We expected to take a dive into these seasons and find ways that the show had changed. We didn’t have too many expectations other than seeing obvious results such as the main family members being prominent and what characters appeared the most. We went into it pretty much blind to get a better understanding of looking at large scale corpi as data rather than the actual contents.
We made many interesting findings, many of which were surprisingly high numbers when we looked at our selected four seasons of a show. We learned a lot about how to better look at large heaps of data and understand how to better filter it.
Our biggest issues were that we initially wanted to bite off more than we could chew. Some of the files were messy and needed a lot of cleaning. There may be web standards, but that does not mean everyone will follow them. Another is that we don’t know how accurate the transcripts were unless we watched each episode alongside the documents and made sure they lined up. We had to find interesting ways to tag our files with XML and also think up what exactly we wanted to find.

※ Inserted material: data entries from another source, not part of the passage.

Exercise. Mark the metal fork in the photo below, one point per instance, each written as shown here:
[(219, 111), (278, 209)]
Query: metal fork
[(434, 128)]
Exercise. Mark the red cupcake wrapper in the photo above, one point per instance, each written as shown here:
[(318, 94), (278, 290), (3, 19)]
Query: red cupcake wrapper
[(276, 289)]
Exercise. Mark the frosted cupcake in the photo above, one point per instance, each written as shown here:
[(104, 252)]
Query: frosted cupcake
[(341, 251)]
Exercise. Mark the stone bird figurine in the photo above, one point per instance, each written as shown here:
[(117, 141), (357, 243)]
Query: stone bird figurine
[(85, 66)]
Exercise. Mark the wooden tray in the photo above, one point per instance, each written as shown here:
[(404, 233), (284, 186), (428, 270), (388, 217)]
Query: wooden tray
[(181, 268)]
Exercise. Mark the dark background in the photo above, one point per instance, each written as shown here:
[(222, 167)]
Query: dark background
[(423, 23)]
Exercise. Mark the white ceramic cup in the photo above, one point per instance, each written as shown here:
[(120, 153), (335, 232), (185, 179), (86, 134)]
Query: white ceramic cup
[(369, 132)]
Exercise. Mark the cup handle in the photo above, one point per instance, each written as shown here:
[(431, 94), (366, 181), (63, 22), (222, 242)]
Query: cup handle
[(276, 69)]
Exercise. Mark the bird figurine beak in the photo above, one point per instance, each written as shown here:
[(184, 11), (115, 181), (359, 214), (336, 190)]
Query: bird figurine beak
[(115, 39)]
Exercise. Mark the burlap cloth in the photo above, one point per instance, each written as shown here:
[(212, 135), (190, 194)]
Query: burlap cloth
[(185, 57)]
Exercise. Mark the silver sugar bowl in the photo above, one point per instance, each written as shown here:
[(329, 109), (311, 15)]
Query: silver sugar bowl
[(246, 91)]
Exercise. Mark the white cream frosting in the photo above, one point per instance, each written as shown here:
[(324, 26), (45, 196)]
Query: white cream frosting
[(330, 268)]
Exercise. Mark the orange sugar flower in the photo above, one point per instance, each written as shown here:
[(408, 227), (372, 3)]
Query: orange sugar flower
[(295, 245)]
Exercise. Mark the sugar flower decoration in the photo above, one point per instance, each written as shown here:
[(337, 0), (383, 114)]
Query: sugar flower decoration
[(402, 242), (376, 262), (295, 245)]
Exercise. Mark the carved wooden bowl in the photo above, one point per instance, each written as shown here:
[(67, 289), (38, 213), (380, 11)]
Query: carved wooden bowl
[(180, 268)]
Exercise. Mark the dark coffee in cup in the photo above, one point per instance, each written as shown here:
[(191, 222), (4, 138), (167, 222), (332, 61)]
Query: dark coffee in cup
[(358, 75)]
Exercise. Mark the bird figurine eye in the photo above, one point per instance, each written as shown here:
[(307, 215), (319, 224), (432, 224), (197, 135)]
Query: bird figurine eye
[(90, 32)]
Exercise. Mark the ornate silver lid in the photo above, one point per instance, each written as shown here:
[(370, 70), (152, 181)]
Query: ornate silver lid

At the start of it, we had greater plans to look over nearly every episode starting from Season 1 back in 1989 up to present day 2023 and find the same numbers that we found here so we could have denser information but we were quickly humbled by the lack of usable online transcripts and the sheer amount of work that a full 30 plus seasons would have been. We found many interesting things. We learned a lot about what it would take to do something like this on an even larger scale and understand the headaches that it would be to fix corpi on such a massive scale. We overall enjoyed the process and walked away satisfied and happy to have learned and developed new skills.